Connecticut Court: Dodd-Frank "Whistleblower" Protection Extends to Informal SEC Complaints
2 min read
Sep 28, 2012
A federal district court in Connecticut this week held that the federal Dodd-Frank Act protects a larger class of “whistleblowers” than many previously thought. In allowing the claimant’s “whistleblower" retaliation claim to survive a motion to dismiss, the judge ruled that Dodd-Frank’s definition of “whistleblower” was broad enough to protect not only those who file official complaints with the Security and Exchange Commission (SEC), but also those who provide the SEC with informal letters complaining of unlawful practices. The judge rejected concerns that such an interpretation would allow Dodd-Frank’s anti-retaliation provision — with its longer statute of limitations and double-pay awards – to effectively swallow the corresponding provisions of the (less claimant-friendly) Sarbanes-Oxley Act: “the Dodd-Frank Act appears to have been intended to expand upon the protections of Sarbanes-Oxley,” the judge noted, “and thus the claimed problem is no problem at all.”
The case, Kramer v. Trans-Lux Corp., No. 3:11cv1424 (D. Conn. September 25, 2012), involved a Vice President of Human Resource’s complaints of improper pension practices by the company’s CFO and CEO. Specifically, the VP complained that the CFO and CEO had implemented a decision to freeze salaries without first presenting the proposal to the company’s board of directors or filing with the SEC. When the VP’s initial internal complaints were ignored, he sent a letter to the SEC notifying it of the improper actions. Shortly thereafter, the VP was terminated. He subsequently filed a Dodd-Frank “whistleblower” claim against his employer, alleging that his termination was in retaliation for the letter that he sent to the SEC. The company filed a motion to dismiss, arguing that the Act’s definition of “whistleblower” is limited to employees who contact the SEC “in a manner established, by rule or regulation, by the Commission.” Because the VP had provided information via an informal letter rather than in a manner required by the SEC, the employer argued, he was not a “whistleblower” under Dodd-Frank.

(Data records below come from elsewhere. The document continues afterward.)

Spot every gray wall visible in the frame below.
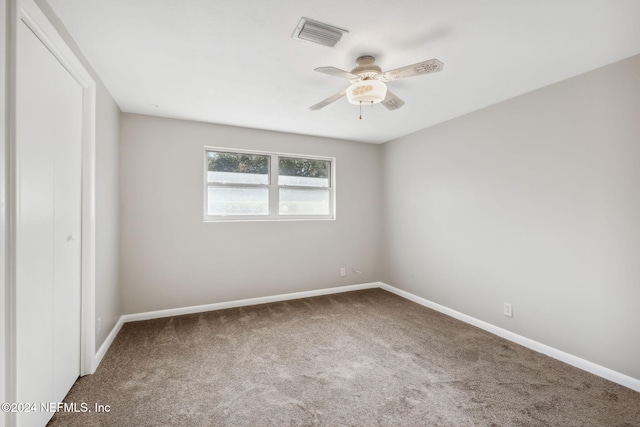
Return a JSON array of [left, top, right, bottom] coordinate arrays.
[[95, 82, 122, 350], [382, 56, 640, 378], [120, 114, 382, 313]]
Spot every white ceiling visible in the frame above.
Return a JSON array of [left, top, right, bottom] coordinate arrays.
[[49, 0, 640, 143]]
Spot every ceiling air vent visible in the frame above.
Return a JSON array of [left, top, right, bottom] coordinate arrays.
[[291, 17, 348, 47]]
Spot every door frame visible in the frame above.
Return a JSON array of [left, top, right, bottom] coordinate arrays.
[[0, 0, 97, 426]]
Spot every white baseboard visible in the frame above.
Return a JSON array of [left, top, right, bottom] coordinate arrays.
[[380, 283, 640, 392], [91, 316, 124, 374], [122, 282, 380, 323], [94, 282, 640, 392]]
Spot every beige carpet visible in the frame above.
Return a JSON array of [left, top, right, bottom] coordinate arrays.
[[50, 289, 640, 427]]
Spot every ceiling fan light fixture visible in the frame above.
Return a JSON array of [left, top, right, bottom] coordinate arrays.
[[291, 17, 348, 47], [347, 80, 387, 105]]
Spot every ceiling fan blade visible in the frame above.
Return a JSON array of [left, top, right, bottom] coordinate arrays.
[[309, 90, 347, 111], [381, 89, 404, 111], [380, 59, 444, 82], [315, 67, 358, 80]]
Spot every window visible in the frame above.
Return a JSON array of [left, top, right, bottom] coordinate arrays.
[[204, 149, 335, 221]]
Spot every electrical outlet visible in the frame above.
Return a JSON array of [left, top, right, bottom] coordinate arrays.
[[504, 302, 513, 317]]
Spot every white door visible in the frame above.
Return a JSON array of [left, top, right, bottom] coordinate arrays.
[[16, 21, 82, 426]]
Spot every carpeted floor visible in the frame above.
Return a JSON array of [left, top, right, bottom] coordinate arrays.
[[49, 289, 640, 427]]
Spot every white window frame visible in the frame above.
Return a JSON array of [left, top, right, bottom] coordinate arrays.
[[203, 146, 336, 222]]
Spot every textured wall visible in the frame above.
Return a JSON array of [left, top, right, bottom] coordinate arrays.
[[95, 83, 122, 350], [383, 56, 640, 378], [120, 114, 382, 313]]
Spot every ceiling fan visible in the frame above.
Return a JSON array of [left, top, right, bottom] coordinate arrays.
[[309, 56, 444, 113]]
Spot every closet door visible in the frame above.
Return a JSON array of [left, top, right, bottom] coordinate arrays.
[[16, 21, 82, 426]]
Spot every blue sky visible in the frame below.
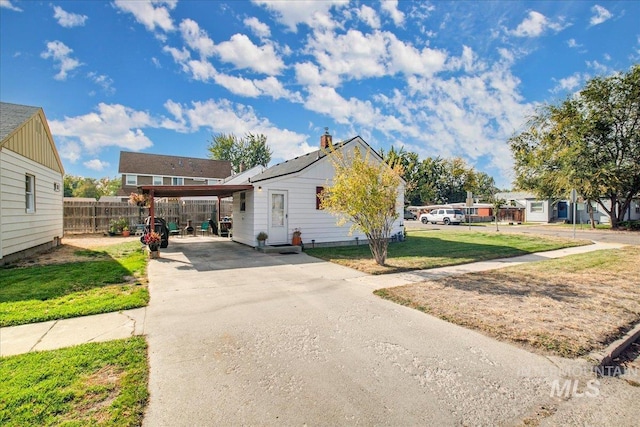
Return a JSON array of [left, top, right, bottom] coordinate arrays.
[[0, 0, 640, 187]]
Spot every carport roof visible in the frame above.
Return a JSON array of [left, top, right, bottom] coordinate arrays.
[[138, 185, 253, 198]]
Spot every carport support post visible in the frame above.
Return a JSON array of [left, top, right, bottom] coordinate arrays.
[[149, 189, 156, 237]]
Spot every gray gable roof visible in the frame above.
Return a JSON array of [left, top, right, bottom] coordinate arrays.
[[118, 151, 231, 179], [0, 102, 40, 141], [251, 136, 379, 182]]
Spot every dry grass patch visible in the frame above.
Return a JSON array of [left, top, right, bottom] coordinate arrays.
[[375, 247, 640, 357]]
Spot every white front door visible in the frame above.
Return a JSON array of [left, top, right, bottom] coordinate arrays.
[[268, 190, 288, 245]]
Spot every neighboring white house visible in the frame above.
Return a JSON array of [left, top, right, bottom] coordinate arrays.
[[496, 192, 640, 223], [0, 102, 64, 265], [495, 192, 556, 222], [228, 133, 404, 246]]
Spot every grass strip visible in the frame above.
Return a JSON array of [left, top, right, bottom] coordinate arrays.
[[0, 337, 148, 427], [305, 230, 591, 274], [0, 242, 149, 327], [374, 247, 640, 357]]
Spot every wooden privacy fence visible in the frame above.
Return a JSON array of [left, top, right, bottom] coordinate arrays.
[[64, 199, 232, 234]]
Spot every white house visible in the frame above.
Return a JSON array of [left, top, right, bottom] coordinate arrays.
[[233, 133, 404, 246], [495, 192, 560, 222], [0, 102, 64, 265]]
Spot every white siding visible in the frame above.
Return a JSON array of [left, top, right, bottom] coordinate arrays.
[[233, 140, 404, 246], [0, 149, 63, 257], [525, 200, 551, 222]]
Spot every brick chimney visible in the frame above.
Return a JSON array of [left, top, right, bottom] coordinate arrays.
[[320, 128, 333, 149]]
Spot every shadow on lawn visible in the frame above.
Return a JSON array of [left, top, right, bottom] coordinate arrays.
[[0, 247, 133, 303], [440, 271, 592, 302], [308, 234, 557, 274]]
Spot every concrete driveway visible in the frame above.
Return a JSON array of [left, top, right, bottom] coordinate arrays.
[[144, 237, 630, 426]]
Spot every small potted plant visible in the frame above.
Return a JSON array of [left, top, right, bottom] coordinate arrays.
[[129, 193, 149, 207], [143, 231, 162, 258], [108, 219, 118, 236], [256, 231, 269, 247], [291, 228, 302, 246]]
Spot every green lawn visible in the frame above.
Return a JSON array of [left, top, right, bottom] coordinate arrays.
[[305, 230, 591, 274], [0, 337, 148, 426], [0, 242, 149, 327]]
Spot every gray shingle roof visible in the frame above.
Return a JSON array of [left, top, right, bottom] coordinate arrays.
[[251, 136, 359, 182], [0, 102, 40, 141], [118, 151, 231, 179]]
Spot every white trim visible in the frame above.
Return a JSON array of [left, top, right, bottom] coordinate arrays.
[[24, 173, 36, 213]]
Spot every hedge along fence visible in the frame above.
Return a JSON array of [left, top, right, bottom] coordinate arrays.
[[64, 198, 232, 234]]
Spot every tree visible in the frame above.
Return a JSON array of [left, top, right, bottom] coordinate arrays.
[[321, 145, 402, 265], [509, 65, 640, 228], [208, 133, 273, 173], [380, 146, 420, 205], [64, 175, 122, 200]]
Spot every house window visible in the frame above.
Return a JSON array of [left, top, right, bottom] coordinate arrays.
[[316, 187, 324, 209], [529, 202, 544, 212], [240, 191, 247, 212], [24, 174, 36, 213]]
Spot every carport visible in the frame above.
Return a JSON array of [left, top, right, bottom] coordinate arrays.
[[138, 184, 253, 237]]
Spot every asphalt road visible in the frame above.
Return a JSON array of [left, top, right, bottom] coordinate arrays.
[[144, 238, 640, 426], [404, 221, 640, 246]]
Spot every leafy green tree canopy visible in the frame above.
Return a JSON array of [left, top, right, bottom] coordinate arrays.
[[321, 145, 402, 265], [509, 65, 640, 228], [208, 133, 273, 173], [382, 147, 498, 206], [64, 175, 122, 200]]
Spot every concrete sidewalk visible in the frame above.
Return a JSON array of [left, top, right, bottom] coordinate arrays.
[[0, 242, 625, 356], [0, 307, 147, 356]]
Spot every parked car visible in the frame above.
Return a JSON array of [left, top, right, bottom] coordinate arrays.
[[404, 209, 418, 221], [420, 209, 465, 225]]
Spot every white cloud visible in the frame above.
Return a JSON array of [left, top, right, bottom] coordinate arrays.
[[567, 39, 582, 49], [380, 0, 404, 26], [589, 5, 613, 26], [185, 59, 218, 82], [253, 0, 349, 32], [49, 103, 159, 154], [165, 99, 316, 161], [0, 0, 22, 12], [214, 74, 261, 98], [587, 60, 613, 75], [551, 72, 586, 93], [509, 10, 568, 37], [87, 71, 116, 95], [387, 34, 447, 76], [302, 29, 448, 86], [40, 40, 83, 80], [357, 4, 380, 30], [307, 29, 388, 79], [243, 16, 271, 38], [56, 142, 82, 163], [53, 6, 89, 28], [215, 34, 284, 75], [180, 19, 215, 59], [82, 159, 110, 171], [114, 0, 178, 32]]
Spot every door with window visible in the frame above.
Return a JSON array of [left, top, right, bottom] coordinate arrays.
[[267, 190, 288, 245]]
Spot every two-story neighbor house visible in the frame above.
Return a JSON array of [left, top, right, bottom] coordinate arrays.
[[118, 151, 231, 197]]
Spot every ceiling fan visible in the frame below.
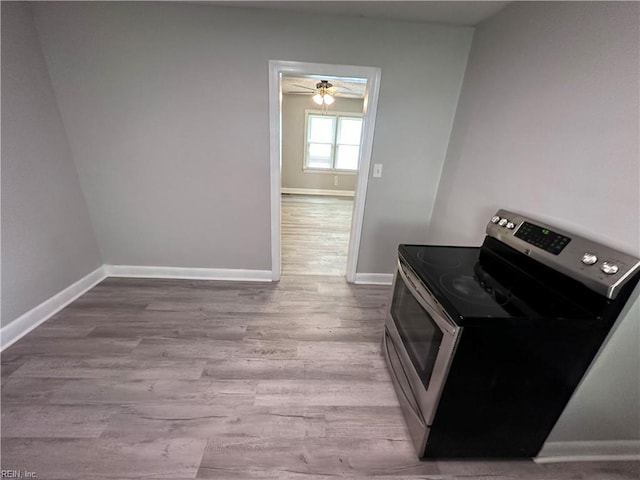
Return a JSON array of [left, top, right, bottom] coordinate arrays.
[[286, 79, 360, 101]]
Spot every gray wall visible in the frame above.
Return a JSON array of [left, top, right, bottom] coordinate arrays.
[[282, 94, 363, 192], [429, 2, 640, 441], [34, 2, 472, 272], [1, 2, 102, 326]]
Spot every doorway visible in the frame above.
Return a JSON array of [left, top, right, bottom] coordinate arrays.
[[269, 61, 381, 282]]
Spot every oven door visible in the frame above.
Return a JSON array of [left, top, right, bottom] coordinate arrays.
[[383, 260, 462, 456]]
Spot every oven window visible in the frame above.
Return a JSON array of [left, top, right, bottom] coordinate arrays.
[[391, 276, 442, 389]]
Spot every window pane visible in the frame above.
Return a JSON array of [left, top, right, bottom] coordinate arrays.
[[307, 115, 336, 143], [338, 118, 362, 145], [307, 143, 331, 168], [336, 145, 360, 170]]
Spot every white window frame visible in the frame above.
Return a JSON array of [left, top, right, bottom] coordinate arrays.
[[302, 109, 364, 175]]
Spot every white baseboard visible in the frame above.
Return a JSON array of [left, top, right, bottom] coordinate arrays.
[[104, 265, 272, 282], [355, 273, 393, 285], [534, 440, 640, 463], [280, 187, 356, 197], [0, 266, 106, 351]]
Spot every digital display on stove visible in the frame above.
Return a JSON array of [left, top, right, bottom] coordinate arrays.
[[515, 222, 571, 255]]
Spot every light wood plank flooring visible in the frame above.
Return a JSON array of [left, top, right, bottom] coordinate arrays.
[[1, 275, 640, 480], [281, 195, 353, 275]]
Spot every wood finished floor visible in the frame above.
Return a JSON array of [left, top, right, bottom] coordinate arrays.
[[1, 275, 640, 480], [281, 195, 353, 275]]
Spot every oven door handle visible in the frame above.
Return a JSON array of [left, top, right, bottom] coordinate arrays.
[[398, 259, 458, 335], [382, 332, 427, 425]]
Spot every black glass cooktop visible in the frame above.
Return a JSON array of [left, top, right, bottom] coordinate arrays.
[[398, 245, 597, 319]]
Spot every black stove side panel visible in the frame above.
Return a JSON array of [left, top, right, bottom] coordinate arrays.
[[424, 320, 611, 458]]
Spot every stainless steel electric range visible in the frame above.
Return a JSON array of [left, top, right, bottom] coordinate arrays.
[[383, 210, 640, 457]]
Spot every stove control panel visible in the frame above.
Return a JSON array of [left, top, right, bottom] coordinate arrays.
[[487, 210, 640, 299]]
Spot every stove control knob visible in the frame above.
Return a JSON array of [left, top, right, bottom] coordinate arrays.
[[600, 262, 618, 275]]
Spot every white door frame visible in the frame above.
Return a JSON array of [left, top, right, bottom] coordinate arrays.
[[269, 60, 382, 283]]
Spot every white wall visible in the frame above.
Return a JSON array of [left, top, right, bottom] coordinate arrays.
[[1, 2, 102, 327], [35, 2, 472, 272], [282, 94, 363, 192], [429, 2, 640, 453]]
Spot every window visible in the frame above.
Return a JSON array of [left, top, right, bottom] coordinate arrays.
[[304, 111, 362, 171]]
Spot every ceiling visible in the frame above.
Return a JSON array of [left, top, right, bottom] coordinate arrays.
[[206, 0, 510, 26]]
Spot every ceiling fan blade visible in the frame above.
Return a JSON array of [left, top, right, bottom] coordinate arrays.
[[293, 83, 316, 92]]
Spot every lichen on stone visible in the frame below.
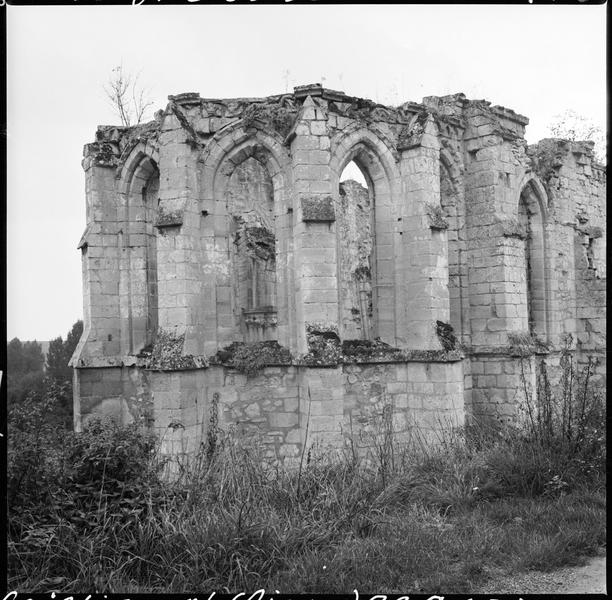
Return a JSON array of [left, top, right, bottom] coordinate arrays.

In deciding the case, Judge Underhill of the District of Connecticut was required to decide whether Dodd-Frank’s general definition “whistleblower,” with its “manner established by rule or regulation” requirement, also applies to the Act’s anti-retaliation provisions, which appeared to more broadly include informal complaints of the type "protected under [Sarbanes-Oxley]." The Judge ruled that Congress intended for the anti-retaliation provision to provide broader protections than the general definition would allow: “[the general definition’s] requirement that the information at hand have been provided ‘in a manner established, by rule or regulation, to the Commission’, does not apply to [the retaliation provision].” The judge relied upon the SEC’s own rule interpreting the whistleblower provision, and concluded simply that “[d]isclosures that are protected under Sarbanes-Oxley's whistle-blower provisions are also protected under the Dodd-Frank Act's whistle-blower provisions.”
If adopted by other courts, this ruling effectively allows plaintiffs to simultaneously enjoy the most claimant-friendly provisions of both Dodd-Frank and Sarbanes-Oxley: Dodd-Frank’s longer limitations period and larger awards, and Sarbanes-Oxley’s broader protections including informal complaints. Notably, however, this decision is in conflict with a June 2012 ruling by Texas district court, which held the opposite: that a whistle-blower's internal complaints did not qualify him for protection from retaliation under Dodd-Frank. This issue will almost certainly be sorted out by the federal Courts of Appeals; in the interim, employers should be aware that Dodd-Frank “whistleblower” claims are looking attractive for plaintiffs and plaintiffs’ counsel.